Nenhum assunto era mais célebre,
na época, nenhum tentara maior número de escritores; todo mundo na Alemanha
estava familiarizado com essa lenda que se reduzia, em suma, salvo no drama de
Marlowe, a um pacto entre Fausto e o diabo, a uma tentativa de arrependimento
do primeiro, seguida por sua dominação, que demônios burlescos carregavam para
o inferno. Se Goethe se aproveitou desse personagem popular e de um argumento
um tanto grotesco, foi porque apreendeu o que tudo isso podia encerrar de
profundo no seu sentido humano e filosófico.
O PRIMEIRO FAUSTO
O Primeiro "Fausto",
terminado em 1808, começa com um prólogo no céu, em que assistimos a uma aposta
entre Deus e o Mefistófeles. Este obtém a permissão para tentar Fausto e se
regozija, antecipadamente, de arrastá-lo ao inferno. Deus deixa entender que
Fausto, apesar de suas faltas, mas porque se empenhou na procura da verdade,
resistirá à tentação e salvar-se-á.
O Fausto de Goethe é um sábio
atormentado pela sede de tudo saber, desesperado por haver chegado à velhice
sem haver arrancado à natureza nenhum dos seus segredos, e por outro lado,
arrependido, ante esse fracasso, de haver consumido no estudo a juventude e a
maturidade. Expõe ele sua crise moral ao
discípulo Wagner, no qual não encontra senão formalismo estéril. Então, vem-lhe
o desejo de envenenar-se. Mas os sinos da Páscoa chegam-lhe aos ouvidos e com
eles o coro dos anjos: "Cristo ressuscitou!” Fausto chora e renuncia ao
suicídio. Sai a passear com Wagner e
nota um cão negro que se aproxima de ambos, envolvendo-os num círculo cada vez
mais estreito. Fausto leva o animal para casa, dando-lhe um leito perto da
lareira. E ali, enquanto o sábio lê o Evangelho, o cão começa a roncar e
transforma-se em Mefistófeles, personificação do diabo, mas um diabo elegante e
gentleman. Mefistófeles apresenta-lhe uma proposta: restituir-lhe-á a mocidade
e servi-lo-á docilmente na terra, facultando-lhe meios para conseguir a ventura
que até então não lograra, com condição de ganhar-lhe a alma, no momento em
ele, Fausto, disser à hora que passa: "Para tu, que és tão bela!”. O sábio
aceita o contrato e assina-o com o
próprio sangue. Saem, então, ambos pelo mundo. Mefisto conduz, primeiro, Fausto
a uma taberna de estudantes cm plena orgia, mas essa grosseira bacanal não
conquista a alma do sábio que aspira prazeres mais nobres. Mefisto terá de
recorrer ao amor. Leva-o, agora ao antro das feiticeiras, onde uma bebida
mágica rejuvenesce-o, e estendendo-lhe um espelho encantado, lhe faz ver nele o
rosto de uma jovem de uma beleza ideal: Margarida. Fausto fica imediatamente
apaixonado.
O poema torna-se nessa altura um
idílio. Fausto, vê, pela primeira vez, em pessoa, Margarida, saindo da missa;
encontra-a, depois, no jardim de uma vizinha, passeiam juntos e juram um amor
eterno. Fausto associa a natureza à felicidade que o embriaga. Margarida é um
tipo encantador, simples e inocente e inteiramente inventado por Goethe, pois
não figura na lenda. Já antes, em "Egmont", o poeta havia criado um
personagem semelhante. Clara, modesta operária, transfigurada pelo amor.
Mas o idílio não tarda a
transformar-se em drama. Fausto depois de haver seduzido Margarida, abandona-a.

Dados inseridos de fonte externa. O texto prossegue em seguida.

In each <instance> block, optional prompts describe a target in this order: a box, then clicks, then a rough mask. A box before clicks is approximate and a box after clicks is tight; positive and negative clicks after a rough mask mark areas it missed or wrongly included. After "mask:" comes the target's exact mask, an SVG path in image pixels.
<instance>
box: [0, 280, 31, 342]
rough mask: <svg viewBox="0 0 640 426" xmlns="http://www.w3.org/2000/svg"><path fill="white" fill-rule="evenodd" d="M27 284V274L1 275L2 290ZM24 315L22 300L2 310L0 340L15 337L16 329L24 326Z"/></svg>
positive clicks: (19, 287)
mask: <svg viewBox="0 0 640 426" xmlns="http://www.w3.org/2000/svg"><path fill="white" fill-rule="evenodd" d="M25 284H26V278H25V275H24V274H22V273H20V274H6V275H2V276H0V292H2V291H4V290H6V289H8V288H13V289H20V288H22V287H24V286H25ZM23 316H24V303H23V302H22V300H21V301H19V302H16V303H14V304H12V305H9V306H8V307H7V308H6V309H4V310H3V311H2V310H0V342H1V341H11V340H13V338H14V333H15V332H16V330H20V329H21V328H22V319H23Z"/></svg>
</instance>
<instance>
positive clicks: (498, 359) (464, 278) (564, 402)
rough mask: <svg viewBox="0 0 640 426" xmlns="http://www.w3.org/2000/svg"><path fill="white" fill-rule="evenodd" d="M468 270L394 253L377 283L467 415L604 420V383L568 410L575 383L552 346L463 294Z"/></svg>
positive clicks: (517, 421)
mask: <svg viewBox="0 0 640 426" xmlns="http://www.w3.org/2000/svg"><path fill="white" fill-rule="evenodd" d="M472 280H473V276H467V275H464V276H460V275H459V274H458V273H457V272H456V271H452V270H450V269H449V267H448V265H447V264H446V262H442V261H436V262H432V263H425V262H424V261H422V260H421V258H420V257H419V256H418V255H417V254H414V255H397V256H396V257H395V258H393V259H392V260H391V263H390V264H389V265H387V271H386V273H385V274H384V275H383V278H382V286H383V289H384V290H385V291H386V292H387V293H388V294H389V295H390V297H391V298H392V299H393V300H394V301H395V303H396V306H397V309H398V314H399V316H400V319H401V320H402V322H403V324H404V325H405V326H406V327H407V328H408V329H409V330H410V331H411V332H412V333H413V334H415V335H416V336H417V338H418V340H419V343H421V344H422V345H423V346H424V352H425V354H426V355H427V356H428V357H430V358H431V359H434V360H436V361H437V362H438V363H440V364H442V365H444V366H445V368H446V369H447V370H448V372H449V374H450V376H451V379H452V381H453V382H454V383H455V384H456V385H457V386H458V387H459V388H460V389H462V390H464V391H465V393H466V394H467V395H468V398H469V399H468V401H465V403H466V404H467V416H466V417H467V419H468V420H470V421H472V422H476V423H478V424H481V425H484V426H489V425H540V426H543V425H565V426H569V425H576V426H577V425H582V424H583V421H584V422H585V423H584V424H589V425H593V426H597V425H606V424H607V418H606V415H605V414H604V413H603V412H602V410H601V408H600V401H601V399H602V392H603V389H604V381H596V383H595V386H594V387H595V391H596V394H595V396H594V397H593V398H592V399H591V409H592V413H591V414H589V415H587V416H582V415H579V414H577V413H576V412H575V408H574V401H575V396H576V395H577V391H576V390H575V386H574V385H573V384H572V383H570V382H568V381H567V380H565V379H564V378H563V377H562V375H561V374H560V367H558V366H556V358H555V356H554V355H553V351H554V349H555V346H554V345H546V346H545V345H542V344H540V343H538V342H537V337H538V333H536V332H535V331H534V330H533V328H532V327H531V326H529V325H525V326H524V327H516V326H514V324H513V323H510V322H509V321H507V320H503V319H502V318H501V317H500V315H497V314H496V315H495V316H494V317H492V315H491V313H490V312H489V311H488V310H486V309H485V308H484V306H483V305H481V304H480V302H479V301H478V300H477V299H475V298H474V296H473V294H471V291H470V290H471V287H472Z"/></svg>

Um irmão dela retorna da guerra e ouvindo dizer mal da irmã, quer vingar-lhe a
honra. Fausto, impelido por Mefisto, provoca-o a um duelo e mata-o. Para o
cúmulo da desgraça, Margarida mata o filho, que lhe dera Fausto, e é conduzida
à prisão, onda se debate no maior desespero.
Enquanto isso, Fausto assiste o
“shabat das feiticeiras”, na noite de Walpurgio. Em vão Mefisto se esforça para
arrancar-lhe do coração a lembrança de Margarida e destruir-lhe o lado ideal da
personalidade. Fausto não consegue esquecê-la. Corre ao cárcere; ela se
enternece ao vê-lo, mas recusa-se a
acompanhá-lo. No momento em que Fausto, assistido por Mefisto vai arrebatá-la à
força, a pequena morre. Logo urna vez celeste se faz ouvir: "Salva!
Salva!" Margarida fora redimida de suas culpas pelo arrependimento e pelas
lágrimas.
O SECUNDO FAUSTO
O "Segundo Fausto" é
uma continuação do poema, composto por Goethe nos últimos anos de vida. No
primeiro, o herói, conduzido por Mefistófeles, percorrera o "pequeno
mundo"; a ciência desiludira-o; o prazer não lhe deixara senão
remorsos. Agora, vai percorrer o
"grande mundo”, o da atividade da vida de ação.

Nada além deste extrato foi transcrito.